O do please send me the birthday. And honesty! No fooling around . . . . philosophers wouldn't do that.
Anonymous said…
"Although procedures vary from one field of inquiry to another, identifiable features distinguish scientific inquiry from other methods of obtaining knowledge." - Wikipedia

Science is much more than "the logical methodical groping of intelligence and curiousity in the world", and it does indeed have a definite form. Theologians also make use of logic, but their gropings don't lead to technologies which actually work.
Stephen Law said…
I tell you what has surprised me somewhat. Although the book is provocatively titled, it is written in a fairly measured and qualified way, and certainly doesn't go round saying all religion is bullshit, etc. It's actually fairly polite, I thought. But it has provoked some very strong emotional reactions, and insults, from people.

I am thinking, perhaps unfairly, that Dawkins is onto something with his "virus of the mind" idea. In effect, I am installing anti-viral software. The virus gets very aggressive when it detects what's going on, immediately takes command of the subject and sends out a warning message to other infectees not to expose themselves to the contents of the book - even telling barefaced fibs about it in order to prevent the virus being attacked in others.

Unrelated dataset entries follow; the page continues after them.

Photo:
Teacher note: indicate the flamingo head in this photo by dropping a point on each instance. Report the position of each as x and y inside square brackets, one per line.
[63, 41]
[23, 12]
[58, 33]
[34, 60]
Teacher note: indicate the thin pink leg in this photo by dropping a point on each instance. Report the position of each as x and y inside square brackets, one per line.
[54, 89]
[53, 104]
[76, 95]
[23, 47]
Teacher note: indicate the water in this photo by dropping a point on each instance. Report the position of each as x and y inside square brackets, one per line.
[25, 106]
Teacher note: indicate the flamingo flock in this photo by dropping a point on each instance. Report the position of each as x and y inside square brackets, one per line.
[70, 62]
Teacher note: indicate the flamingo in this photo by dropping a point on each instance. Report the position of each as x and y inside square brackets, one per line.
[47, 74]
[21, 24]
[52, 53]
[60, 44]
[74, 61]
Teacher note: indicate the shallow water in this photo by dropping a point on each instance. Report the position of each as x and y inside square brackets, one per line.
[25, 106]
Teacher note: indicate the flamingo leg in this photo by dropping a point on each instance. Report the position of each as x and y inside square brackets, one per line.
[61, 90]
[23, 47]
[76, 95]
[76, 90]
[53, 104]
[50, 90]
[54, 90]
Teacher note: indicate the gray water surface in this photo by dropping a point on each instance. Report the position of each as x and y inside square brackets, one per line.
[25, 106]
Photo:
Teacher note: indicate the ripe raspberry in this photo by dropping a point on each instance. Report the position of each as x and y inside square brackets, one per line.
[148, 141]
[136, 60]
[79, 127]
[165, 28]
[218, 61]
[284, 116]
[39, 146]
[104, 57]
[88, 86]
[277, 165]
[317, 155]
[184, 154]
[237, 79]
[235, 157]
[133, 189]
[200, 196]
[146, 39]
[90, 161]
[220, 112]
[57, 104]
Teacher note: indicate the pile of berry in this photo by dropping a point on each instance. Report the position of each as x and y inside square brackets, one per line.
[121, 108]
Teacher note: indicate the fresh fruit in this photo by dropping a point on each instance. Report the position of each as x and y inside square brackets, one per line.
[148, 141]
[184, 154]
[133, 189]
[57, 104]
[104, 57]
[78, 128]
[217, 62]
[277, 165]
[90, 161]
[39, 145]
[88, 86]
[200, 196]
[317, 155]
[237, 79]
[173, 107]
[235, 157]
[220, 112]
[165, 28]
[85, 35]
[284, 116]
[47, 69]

It's as if Cohen has been taken over by a mind-bot. His review is so weird, it's almost like it's not him that's writing it, but the virus itself.

If so, then I forgive him.
David Evans said…
I enjoyed your book greatly. I was, though, surprised that so much of it was concerned with theistic religion. I think some theists (of whom I am not one), seeing their beliefs associated again and again with the word "bullshit", might miss your careful qualifications and simply feel attacked.
Matt said…
I'll tell you what did it, professor. It's the little graph near the end where you actually visually demonstrate which of your "black holes" are used to support which crazy ideas, with Fundamentalist Christianity listed at the bottom.

That is an EXTREMELY strong visual "assault" (if you will), on religious people. Even when I, a rather devout atheist and philosophy student, saw that, I was slightly taken back. It's extremely powerful.

Matt
Stephen Law said…
You have a point David. Trouble is religion has been around so long, has had such resources available to it, that it just does tend to provide many of the best examples. So it would have been odd not to include a lot of religious examples. But I can see that might lead people to jump to the conclusion that I think all religion is, necessarily, bullshit.

Matt - yes the chart is kind of powerful, I agree.
Anonymous said…
Martin Cohen responded to Stephen's complaint in detail eventually on the Times Higher site - and asked Stephen to post his side of the argument here. But Stephen's gone on hoiday - like Rebekah B at the NoW!